Bogum benim için bir abi gibiydi. Ona yalan söylüyordum hemde çok büyük bir yalan ama hayatım için hayatlarımız için susmak zorundaydım.

Tam o sırada tekrar kapıma gelen bogum ile şaşkınlığım kat be kat artmıştı.

"Ha bu arada namjoon bir alfa ile evlenecekmiş. Alfa namjoon'u çok beğenmiş ve beta olmasını umursamıyormuş" alfa'nın kim olduğunu sorduğumda ise asla beklemediğimiz bir cevap almıştım.

Choi krallığının veliaht prensi choi Byung-chan

Yazar

Jimin ve jungkook'un eve gelmesinin ardından Jimin direk banyoya girmiş jungkook ise yatak odalarında üstünü değiştirmişti.

Jungkook jimin'in banyodan çıkmasını beklerken uzun zaman sonra ilk defa düşünme vakti bulabilmişti.

Kafasını takvime çevirip gördüğü tarih ile evden çıkmak istemişti ama nafile.

"Ne oldu jungkook neden bu kadar feromon yayıyorsun." Jungkook söyleyip söylememek arasında kalmıştı ama evden çıkıp giderse Jimin üzülebilirdi.

Eliyle takvimi gösterince Jimin takvime bakmış gördüğü tarih ile gözleri şokla açılmıştı.

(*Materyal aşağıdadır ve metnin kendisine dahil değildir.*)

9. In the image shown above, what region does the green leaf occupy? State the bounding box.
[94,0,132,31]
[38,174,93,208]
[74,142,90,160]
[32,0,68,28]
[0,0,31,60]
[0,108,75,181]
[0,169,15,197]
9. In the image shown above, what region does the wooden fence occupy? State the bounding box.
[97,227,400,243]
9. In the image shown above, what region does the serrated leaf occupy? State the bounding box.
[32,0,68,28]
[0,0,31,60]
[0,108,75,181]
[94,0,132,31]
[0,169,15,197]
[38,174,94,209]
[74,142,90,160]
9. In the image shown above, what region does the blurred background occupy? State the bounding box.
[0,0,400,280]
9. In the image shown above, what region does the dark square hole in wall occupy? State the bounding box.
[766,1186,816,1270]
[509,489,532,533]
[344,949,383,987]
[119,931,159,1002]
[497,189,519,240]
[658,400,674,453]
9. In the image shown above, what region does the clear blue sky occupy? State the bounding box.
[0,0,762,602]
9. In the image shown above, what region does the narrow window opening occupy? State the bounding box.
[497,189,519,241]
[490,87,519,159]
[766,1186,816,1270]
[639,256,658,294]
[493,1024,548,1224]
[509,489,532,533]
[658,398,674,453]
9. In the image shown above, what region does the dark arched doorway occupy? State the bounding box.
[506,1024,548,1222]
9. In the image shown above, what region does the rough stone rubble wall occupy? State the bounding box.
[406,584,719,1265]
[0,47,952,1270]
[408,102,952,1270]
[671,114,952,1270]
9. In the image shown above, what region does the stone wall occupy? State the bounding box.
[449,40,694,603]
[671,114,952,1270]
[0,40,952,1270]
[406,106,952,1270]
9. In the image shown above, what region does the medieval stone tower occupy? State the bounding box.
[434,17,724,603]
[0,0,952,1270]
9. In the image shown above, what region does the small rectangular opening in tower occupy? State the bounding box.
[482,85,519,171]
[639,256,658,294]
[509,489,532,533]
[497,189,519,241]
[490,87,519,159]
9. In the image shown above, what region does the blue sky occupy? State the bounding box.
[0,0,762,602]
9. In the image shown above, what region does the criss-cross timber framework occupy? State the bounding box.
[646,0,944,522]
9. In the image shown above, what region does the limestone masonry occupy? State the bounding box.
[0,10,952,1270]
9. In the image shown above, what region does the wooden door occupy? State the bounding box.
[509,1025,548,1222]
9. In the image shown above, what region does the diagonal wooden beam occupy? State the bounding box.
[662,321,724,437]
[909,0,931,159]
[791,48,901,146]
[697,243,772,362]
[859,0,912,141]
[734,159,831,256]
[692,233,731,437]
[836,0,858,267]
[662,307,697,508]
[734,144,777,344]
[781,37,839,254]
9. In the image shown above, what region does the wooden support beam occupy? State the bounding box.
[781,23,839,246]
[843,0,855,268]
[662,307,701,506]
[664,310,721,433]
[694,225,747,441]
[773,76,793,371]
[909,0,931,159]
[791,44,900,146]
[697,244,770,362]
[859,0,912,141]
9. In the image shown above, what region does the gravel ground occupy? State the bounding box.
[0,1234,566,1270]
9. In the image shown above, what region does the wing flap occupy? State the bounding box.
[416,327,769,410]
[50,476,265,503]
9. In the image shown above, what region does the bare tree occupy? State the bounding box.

"Jungkook sen kızgınlığa gireceksin bu akşam yada yarın sabah girmen gerekiyor ne yapacağız gece saatinde çıkma evden sabah gidersin"

Jimin'in hızlı hızlı konuşması onu germiş ve üzmüştü. "Neden Jimin? Kızgınlığımda bana yardım etmeyecek misin?" Jimin yanakları kızarık kafasını öne eğmişti.

"İlki sen mühürlüsün ikincisi ben hamileyim nasıl yardımcı olacağım."

Jungkook jimin'i kollarından tutmuş kanepeye oturmuştu. "Beni ne zaman affedeceksin?" Jimin kaşlarını çatmıştı.

"Sana küs değilim jungkook sadece sen artık bana ait değilsin kendime böyle bir saygısızlık yapamam" jungkook kanepede jimin'i yatırıp üstüne çıkmıştı.

"Boynunda mührümü taşıdığın sürece benim omegamsın bunu sakın unutma." Kafasını şeftali kokulu boyuna sokup derin derin koklamaya başladı.

Önce öpücük sonra ısırık ardından yalamalar da eklendi. "Seni asla bırakmam Jimin ve bunu saygısızlık olarak görme sadece boynunda mührünü taşıdığın adamla sevişeceksin ve onu sevmeye devam edeceksin" boynunun ısırılması ile Jimin derince inlemiş istemsizce kendini jungkook'un penisine doğru itmişti.

Kısa bir anlıkta olsa ikisininde hareleri renk değiştirdi.

O gece aylar sonra ilk defa Jimin günahkar ve saygısız olmayı istedi. Uzun zamandır hasret kaldığı dokunuşlar eşliğinde sabaha kadar aşk yaşadılar.

Jungkook bu anlar hiç bozulmasın istedi. Arsızca yanlarında taehyung'unda olduğunu düşündü ve sonra bu düşüncesinden utandı.

Sabah tahmin ettikleri gibi kızgınlığa girmiş bir jungkook boynunda mührünü taşıdığı delta'yı harekete geçirmişti.